This table contains information about the ID of some persons and their first and last names.
Table: Address
+-------------+---------+
| Column Name | Type |
+-------------+---------+
| addressId | int |
| personId | int |
| city | varchar |
| state | varchar |
+-------------+---------+
addressId is the primary key (column with unique values) for this table.
Each row of this table contains information about the city and state of one person with ID = PersonId.
Input:
Person table:
+----------+----------+-----------+
| personId | lastName | firstName |
+----------+----------+-----------+
| 1 | Wang | Allen |
| 2 | Alice | Bob |
+----------+----------+-----------+
Address table:
+-----------+----------+---------------+------------+
| addressId | personId | city | state |
+-----------+----------+---------------+------------+
| 1 | 2 | New York City | New York |
| 2 | 3 | Leetcode | California |
+-----------+----------+---------------+------------+
Output:
+-----------+----------+---------------+----------+
| firstName | lastName | city | state |
+-----------+----------+---------------+----------+
| Allen | Wang | Null | Null |
| Bob | Alice | New York City | New York |
+-----------+----------+---------------+----------+
Explanation:
There is no address in the address table for the personId = 1 so we return null in their city and state.
addressId = 1 contains information about the address of personId = 2.
解答:
如果要在地端練習,先照著上方創建和匯入表格
CREATE TABLE person (
personId INT,
lastname VARCHAR(20),
firstname VARCHAR(20));
INSERT INTO person VALUE(1,'Wang','Allen'), (2, 'Alice', 'Bob')j
SELECT * FROM person;
CREATE TABLE address(
addressId INT,
personId INT,
city VARCHAR(20),
state VARCHAR(20));
INSERT INTO address VALUE(1,2,'New York City','New York'),(2,3,'Leetcode','California');
SELECT * FROM address;
我的解
SELECT p.firstname, p.lastname, a.city, a.state
FROM person AS p
LEFT JOIN address AS a
On a.personId = p.personId;
【182. Duplicate Emails】查找重复的电子邮箱
題目
Table: Person
+-------------+---------+
| Column Name | Type |
+-------------+---------+
| id | int |
| email | varchar |
+-------------+---------+
id is the primary key (column with unique values) for this table.
Each row of this table contains an email.
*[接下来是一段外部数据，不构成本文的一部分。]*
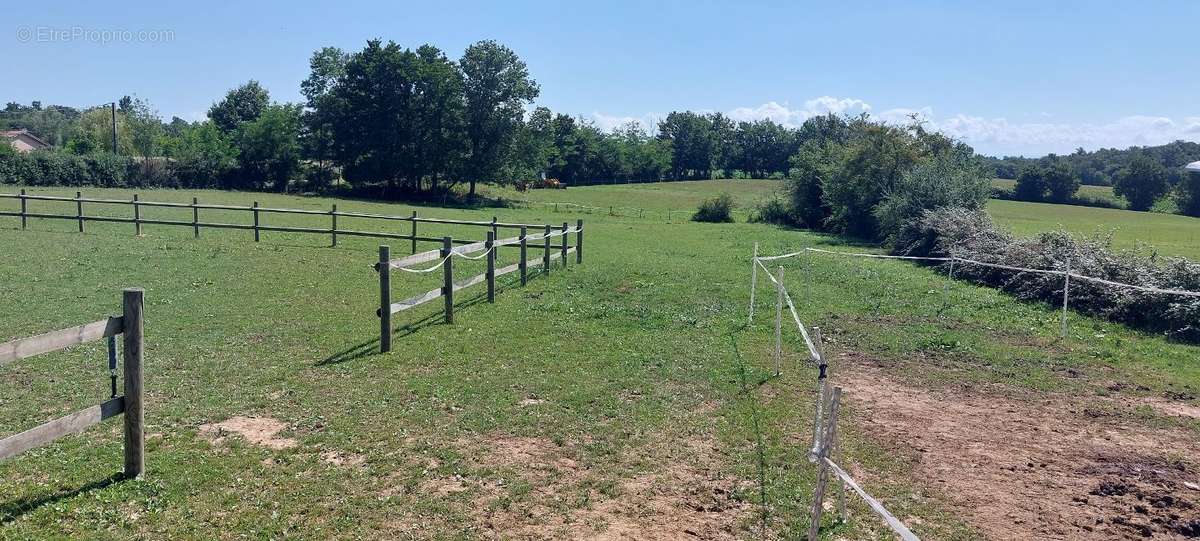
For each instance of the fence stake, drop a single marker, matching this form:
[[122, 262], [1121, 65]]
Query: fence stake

The emails will not contain uppercase letters.
Input:
Person table:
+----+---------+
| id | email |
+----+---------+
| 1 | a@b.com |
| 2 | c@d.com |
| 3 | a@b.com |
+----+---------+
Output:
+---------+
| Email |
+---------+
| a@b.com |
+---------+
Explanation: a@b.com is repeated two times.
解答
如果要在地端練習,先照著上方創建和匯入表格
CREATE TABLE person(
id INT,
email VARCHAR(50));
INSERT INTO person VALUE (1, 'a@b.com'),(2, 'c@d.com'),(3,'a@b.com')j
DROP TABLE person;
select * from person;
我的解
SELECT email FROM(
SELECT email, COUNT(*) AS count_email
FROM person
) AS X
WHERE count_email > 1;
網友另解
SELECT email
FROM person
GROUP BY email
HAVING COUNT (email) >1;
【183. Customers Who Never Order】从不订购的客户
題目
Table: Customers
+-------------+---------+
| Column Name | Type |
+-------------+---------+
| id | int |
| name | varchar |
+-------------+---------+
id is the primary key (column with unique values) for this table.
Each row of this table indicates the ID and name of a customer.
Table: Orders
+-------------+------+
| Column Name | Type |
+-------------+------+
| id | int |
| customerId | int |
+-------------+------+
id is the primary key (column with unique values) for this table.
customerId is a foreign key (reference columns) of the ID from the Customers table.
Each row of this table indicates the ID of an order and the ID of the customer who ordered it.
Input:
Customers table:
+----+-------+
| id | name |
+----+-------+
| 1 | Joe |
| 2 | Henry |
| 3 | Sam |
| 4 | Max |
+----+-------+
Orders table:
+----+------------+
| id | customerId |
+----+------------+
| 1 | 3 |
| 2 | 1 |
+----+------------+
Output:
+-----------+
| Customers |
+-----------+
| Henry |
| Max |
+-----------+
解答
如果要在地端練習,先照著上方創建和匯入表格
CREATE TABLE customers (
id INT PRIMARY KEY,
name VARCHAR(20));
CREATE TABLE orders(
id INT PRIMARY KEY,
customerId INT,
FOREIGN KEY (customerId) REFERENCEs customers(id));
INSERT INTO customers VALUE (1,'Joe'),(2,'Henry'),(3,'Sam'), (4, 'Max');
INSERT INTO orders VALUE(1,3),(2,1);
我的解 (因為要找沒訂購過的,最後下WHERE條件)
SELECT c.name AS Customers
FROM customers AS c
LEFT JOIN orders AS o
ON c.id = o.customerId
WHERE o.customerId IS NULL;
網友另解
SELECT customers.name AS Customers
FROM customers
WHERE customers.id NOT IN (
SELECT customerId FROM orders);
【196. Delete Duplicate Emails】刪除重复的电子邮箱
題目
Table: Person
+-------------+---------+
| Column Name | Type |
+-------------+---------+
| id | int |
| email | varchar |
+-------------+---------+
id is the primary key (column with unique values) for this table.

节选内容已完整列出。